Now, here is the BIGGEST pain in the butt, making these fit underneath a 17 inch wheel!!!!!! Pretty much… grind... grind…..grind…. and when you think you’re done…. grind some more!!!







Seriously, you better like wear metal shavings for a while. I would tell you how much to grind, but it is really hard to gauge. I would say it was approx 2-3mm worth, but not 100% about that, but most of the grinding will be on the bridge near the outer face. You will also have to grind the four outer vibration cylinders on the top outer pad and the top arch of the pad eye that the pin goes through. You will have to do a few hand spins and SLOW road tests, but I would recommend getting some 18 inch or larger wheels so you don’t have to grind caliper. That is just my opinion.

Dust Shields:
First remove the dust shield from the vehicle, which is held by three T-30 torx screws. After removing dust shield, a square area that sits in front of the lower ball joint must be cut off. The square is approx 3 inches long by 2.5 inch deep. After cutting this off, you will be able to see your lower ball joint through the dust shield. After the dust shield is installed back on the vehicle, shield must be bent back. Bend the shield back approx 2 inches away from the rotor. Not sure the exact measure, but once you put the rotor on, you will see how much you need to bend back (approx 2 inches maybe).
Results http://****************.com/smile/emgift.gif :


----------



## BIG DUB (Feb 13, 2001)

nice write up


----------



## dieselgti (Apr 25, 2003)

*Re: (BIG DUB)*

Great write up!
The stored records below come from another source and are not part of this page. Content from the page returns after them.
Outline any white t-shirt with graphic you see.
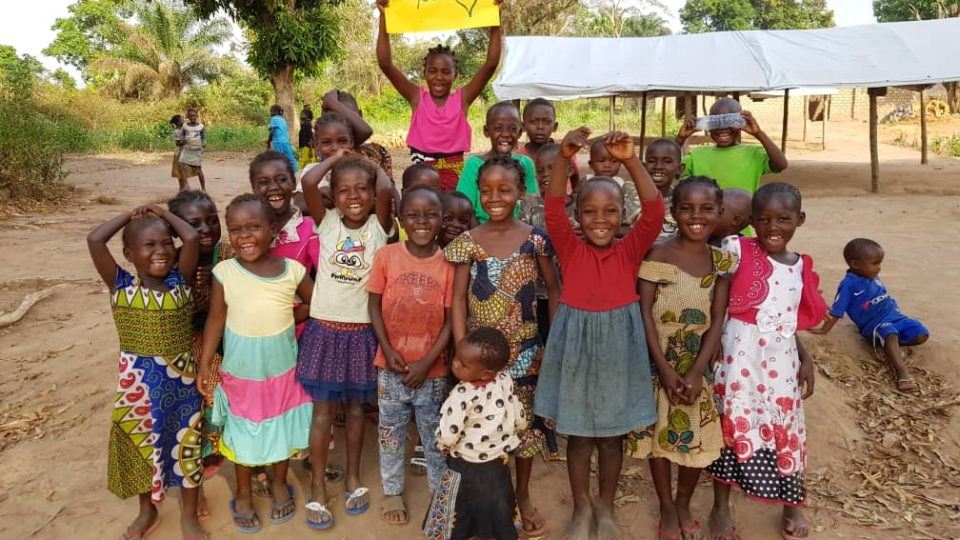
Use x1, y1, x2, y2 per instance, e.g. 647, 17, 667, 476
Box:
310, 208, 390, 323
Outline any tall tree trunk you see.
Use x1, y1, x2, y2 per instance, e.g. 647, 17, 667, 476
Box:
943, 81, 960, 114
270, 64, 300, 136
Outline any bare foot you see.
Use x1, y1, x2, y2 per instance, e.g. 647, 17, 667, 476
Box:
593, 502, 623, 540
783, 506, 810, 540
563, 504, 593, 540
710, 508, 740, 540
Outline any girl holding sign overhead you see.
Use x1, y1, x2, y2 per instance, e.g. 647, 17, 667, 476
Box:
377, 0, 503, 190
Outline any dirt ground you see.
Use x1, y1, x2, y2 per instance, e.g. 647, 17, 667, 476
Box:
0, 122, 960, 540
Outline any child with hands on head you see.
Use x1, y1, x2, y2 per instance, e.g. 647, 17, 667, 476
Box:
627, 176, 735, 540
444, 155, 559, 536
812, 238, 930, 392
706, 182, 827, 540
367, 185, 453, 525
297, 148, 394, 529
457, 101, 539, 223
423, 326, 529, 540
193, 193, 313, 533
87, 205, 208, 540
534, 128, 664, 538
377, 0, 503, 190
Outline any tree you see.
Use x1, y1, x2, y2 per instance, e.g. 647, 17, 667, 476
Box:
43, 0, 132, 72
88, 0, 231, 99
873, 0, 960, 114
184, 0, 342, 132
680, 0, 834, 33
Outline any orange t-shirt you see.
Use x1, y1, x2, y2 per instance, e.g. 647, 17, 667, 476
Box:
367, 242, 453, 377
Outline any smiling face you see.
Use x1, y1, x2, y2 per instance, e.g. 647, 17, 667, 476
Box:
643, 144, 684, 191
450, 340, 496, 382
123, 218, 177, 279
708, 98, 742, 148
250, 161, 296, 216
313, 122, 353, 158
577, 180, 623, 247
850, 248, 883, 279
400, 190, 443, 247
589, 142, 620, 177
440, 196, 473, 246
180, 200, 220, 255
523, 105, 557, 145
483, 105, 520, 156
671, 185, 722, 242
753, 195, 806, 255
423, 53, 457, 98
226, 202, 275, 263
331, 167, 373, 228
477, 165, 524, 221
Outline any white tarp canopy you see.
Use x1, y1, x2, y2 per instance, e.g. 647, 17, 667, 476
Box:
493, 18, 960, 100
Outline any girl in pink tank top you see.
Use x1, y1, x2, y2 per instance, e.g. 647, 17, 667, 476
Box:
377, 0, 503, 189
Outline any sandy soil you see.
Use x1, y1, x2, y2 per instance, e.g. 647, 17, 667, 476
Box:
0, 122, 960, 540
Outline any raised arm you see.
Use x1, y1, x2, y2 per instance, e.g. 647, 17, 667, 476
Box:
300, 148, 346, 225
741, 111, 787, 172
87, 212, 133, 292
462, 25, 503, 107
322, 89, 373, 147
377, 0, 420, 105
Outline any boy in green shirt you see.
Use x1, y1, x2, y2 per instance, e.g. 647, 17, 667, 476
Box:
457, 101, 540, 223
676, 98, 787, 195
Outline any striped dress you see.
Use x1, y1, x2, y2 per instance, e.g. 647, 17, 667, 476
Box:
212, 259, 313, 466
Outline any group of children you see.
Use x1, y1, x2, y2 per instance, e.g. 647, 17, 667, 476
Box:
109, 8, 928, 540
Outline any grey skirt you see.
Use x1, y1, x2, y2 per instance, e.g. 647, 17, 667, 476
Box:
534, 302, 657, 437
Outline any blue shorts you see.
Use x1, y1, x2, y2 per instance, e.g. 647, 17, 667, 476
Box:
863, 315, 930, 345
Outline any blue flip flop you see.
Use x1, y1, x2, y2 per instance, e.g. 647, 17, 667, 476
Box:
343, 487, 370, 516
270, 484, 297, 525
306, 501, 333, 531
230, 499, 263, 534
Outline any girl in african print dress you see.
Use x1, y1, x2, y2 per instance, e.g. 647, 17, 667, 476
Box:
87, 205, 207, 540
627, 176, 735, 540
444, 156, 560, 536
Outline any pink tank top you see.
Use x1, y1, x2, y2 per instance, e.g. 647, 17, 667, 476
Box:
407, 87, 471, 154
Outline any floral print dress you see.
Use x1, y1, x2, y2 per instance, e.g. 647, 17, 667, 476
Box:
706, 237, 807, 506
627, 247, 736, 468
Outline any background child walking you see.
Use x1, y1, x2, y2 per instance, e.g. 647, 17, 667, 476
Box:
706, 182, 827, 540
423, 327, 527, 540
87, 205, 207, 540
534, 128, 663, 538
367, 186, 453, 525
627, 176, 735, 540
297, 149, 394, 529
377, 0, 503, 190
444, 156, 559, 536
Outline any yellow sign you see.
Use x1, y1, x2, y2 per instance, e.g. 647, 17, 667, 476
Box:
386, 0, 500, 34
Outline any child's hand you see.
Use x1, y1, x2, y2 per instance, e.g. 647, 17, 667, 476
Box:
560, 127, 590, 159
603, 131, 637, 162
740, 111, 760, 137
130, 204, 163, 219
403, 360, 431, 390
677, 116, 697, 140
797, 356, 814, 399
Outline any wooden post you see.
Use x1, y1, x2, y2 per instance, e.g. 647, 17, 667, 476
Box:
780, 88, 790, 155
920, 88, 927, 165
820, 96, 830, 150
660, 96, 667, 137
639, 92, 647, 157
610, 96, 617, 131
867, 88, 880, 193
803, 96, 810, 142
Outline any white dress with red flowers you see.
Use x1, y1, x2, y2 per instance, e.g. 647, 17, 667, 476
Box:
706, 237, 807, 505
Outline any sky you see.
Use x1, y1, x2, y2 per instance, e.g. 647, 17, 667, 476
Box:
0, 0, 876, 75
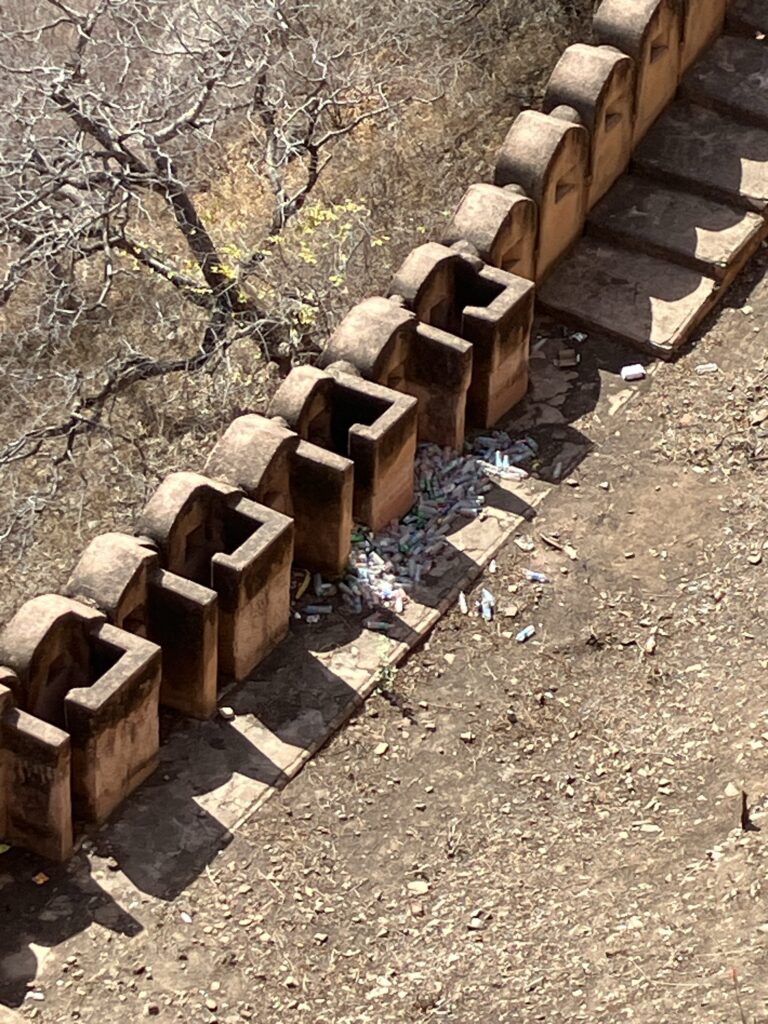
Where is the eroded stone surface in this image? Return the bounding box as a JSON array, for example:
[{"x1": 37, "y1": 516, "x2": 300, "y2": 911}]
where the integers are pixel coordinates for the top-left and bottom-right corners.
[
  {"x1": 682, "y1": 36, "x2": 768, "y2": 128},
  {"x1": 633, "y1": 102, "x2": 768, "y2": 212},
  {"x1": 588, "y1": 175, "x2": 768, "y2": 283}
]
I got mine installed this weekend!










_Modified by dieselgti at 6:26 PM 2-21-2010_


----------



## orangea2vr6 (Jan 25, 2001)

*Re: MKV Porsche Cayenne BBK DIY (carbonfold)*

Looks good can you post a pic of the bushings you used?


----------



## dieselgti (Apr 25, 2003)

*Re: MKV Porsche Cayenne BBK DIY (orangea2vr6)*

I used the JHM motorsports bolt kit...
http://www.jhmotorsports.com/s...d=467


----------



## orangea2vr6 (Jan 25, 2001)

Thats sweet thanks!


----------